3隻立て続けにやられてるのね。愛宕、摩耶、高雄…高雄が中破で駆逐艦でシンガポールに帰ってくるんですね。沈んだのは2隻ですね。
(注:高雄は中破でどうにか航行できたので、駆逐艦に護衛されてシンガポールに帰った。沈没ではない)それから、ほとんどダメかと思ったけど、400人か800人か…我々の中で救助されて、摩耶の乗員が武蔵に救助されて、病人やけが人が上がってきた。
その翌日の10月24日、朝の8時半から晩の3時半まで連続で米軍の大機動部隊の攻撃が。 今度は母艦がいませんから、大和、武蔵、結果的にね、不思議で分らんけど武蔵が集中攻撃を受けるっていうね。
聞き手:なぜ、武蔵が集中攻撃を受けたのですか?
分からない、アメリカの都合で。不思議なことにね、大和・武蔵は全く同型で、大和が旗艦なんです。(注:司令(長)官の乗っている艦) 武蔵が山本五十六が乗っていたけれど、武蔵が今、旗艦ではなかった。
(注:1943年2月、山本五十六連合艦隊司令長官が旗艦を大和から武蔵に移した。その年4月に山本が戦死。武蔵は1944年5月まで旗艦)
ところが22日にブルネイに入ったときに、燃えそうな物はやばいから、燃えそうな物は全部陸に上げて、ともかくペンキのパテ?まで剝がすような徹底した防火対策をやったんですね。ところが、出港間際にね、武蔵のデッキに、全部新しいペンキをね、ペンキ塗り作業をやるんだ。今突っ込んでいくという日の出港する前に。 なぜ、そんなことするんだ?全部そのへんに見えるとこ外舷?から甲板、デッキからね、新しいねずみ色のペンキを塗るんです。新しい船に見えるようなね。

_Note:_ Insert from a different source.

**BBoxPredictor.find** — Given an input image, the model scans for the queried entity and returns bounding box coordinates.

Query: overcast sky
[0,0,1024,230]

なんでこんなことをするんだろうな、おかしいな、と言いながら兵隊達と話しておったんですが、その結果かどうか分からないけども、結果的に10月24日の海空戦では、大和は魚雷2発くらっただけ。武蔵は魚雷20発、爆弾25発、至近弾20発。蜂の巣にやられた。徹底して叩かれるんだね。終わった後の武蔵が、囮担当艦になったんだと言うことを、しゃべっている士官がいるんですね。
ご存知のようにレイテ海戦、我々が聞いた範囲内では、母艦はない、飛行機はフィリピンの陸上におる。日本におる母艦は1隻最新鋭の瑞鶴だけで、千歳、千代田・龍驤、それから戦艦を改造した日向と伊勢との…(資料を広げる)
聞き手:9回、空襲を受けたのですか?
6回だと思いますね。
戦闘
聞き手:その時の様子をもう少し教えていただいても良いですか?最初の1回目は?
1回目は…。 ただね、さっき言いましたように、2000人超の人が乗っていて、砲は砲。機銃は機銃。高角(砲)は高角(砲)。缶(カマ)は機関室。電機。みんな部署で… 私は船の中甲板のここのね(船の構造図を広げて、後方部分を指差しながら) 水(水面)の下の中甲板のね、全然外が分からない(注:ところにいた)。ただ、魚雷が命中すると7万トンの船がガーガーっと(両手を広げて上下に腕を動かす)揺れますね。電灯が消えていく。そんな状態で、やられた。向こうはこっちの弾を撃っている。分かるだけで。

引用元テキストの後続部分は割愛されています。